We're of course reporting all of this to YouTube, Gmail, Yahoo, and Facebook ... 

So how did you spend YOUR holiday?  

Happy New Year everyone!




2 comments:

  1. SEASONS GREETINGS!!!


    INSTEAD OF GETTING A LOAN,, I GOT SOMETHING NEW
    Get $5,500 USD every day, for six months!

    See how it works

    Do you know you can hack into any ATM machine with a hacked ATM card??
    Make up you mind before applying, straight deal...

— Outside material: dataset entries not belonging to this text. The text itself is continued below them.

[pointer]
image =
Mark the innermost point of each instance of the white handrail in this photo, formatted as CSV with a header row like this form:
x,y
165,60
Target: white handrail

    Order for a blank ATM card now and get millions within a week!: contact us
    via email address::{Universalcardshackers@gmail.com}

    We have specially programmed ATM cards that can be use to hack ATM
    machines, the ATM cards can be used to withdraw at the ATM or swipe, at
    stores and POS. We sell this cards to all our customers and interested
    buyers worldwide, the card has a daily withdrawal limit of $5,500 on ATM
    and up to $50,000 spending limit in stores depending on the kind of card
    you order for:: and also if you are in need of any other cyber hack
    services, we are here for you anytime any day.

    Here is our price lists for the ATM CARDS:

    Cards that withdraw $5,500 per day costs $200 USD
    Cards that withdraw $10,000 per day costs $850 USD
    Cards that withdraw $35,000 per day costs $2,200 USD
    Cards that withdraw $50,000 per day costs $5,500 USD
    Cards that withdraw $100,000 per day costs $8,500 USD

    make up your mind before applying, straight deal!!!

    The price include shipping fees and charges, order now: contact us via
    email address:::::: {Universalcardshackers@gmail.com}
    Whatsapp:::::+31687835881

    Visit our Website for more Info: https://7anonymoushackers.wordpress.com
    ®

    ReplyDelete
  2. I got my ATM card already programmed and blank to withdraw the maximum of $ 10,000 to $ 15,000 per day for a maximum of 3 months, I am very happy about this because I got mine last week and used it to get more than $ 70,000 and I'm ready to pay more. MUSA Hackers is giving the card just to help those in need. This programmed ATM CARD cannot be tracked and can be used in any country in the world according to MUSA, which also sent me the ATM CARD. You now have the blank ATM Card of the 2020 software that can withdraw at least $ 30,000 to $ 50,000 every day and is available to those who wish to invest in any business ... This is a lifetime opportunity for all who are interested In MUSA BLANK ATM HACKED CARD, which is loaded with programmed cash. If you want to know more details about this card, you can contact MUSA directly through your person's email address: cyberghosthacker2019@gmail.com

    ReplyDelete

Trying a new setting. After turning on comments, I got about 20-30 comments per day that were all link spam. Sorry to require login, but the spam was too much.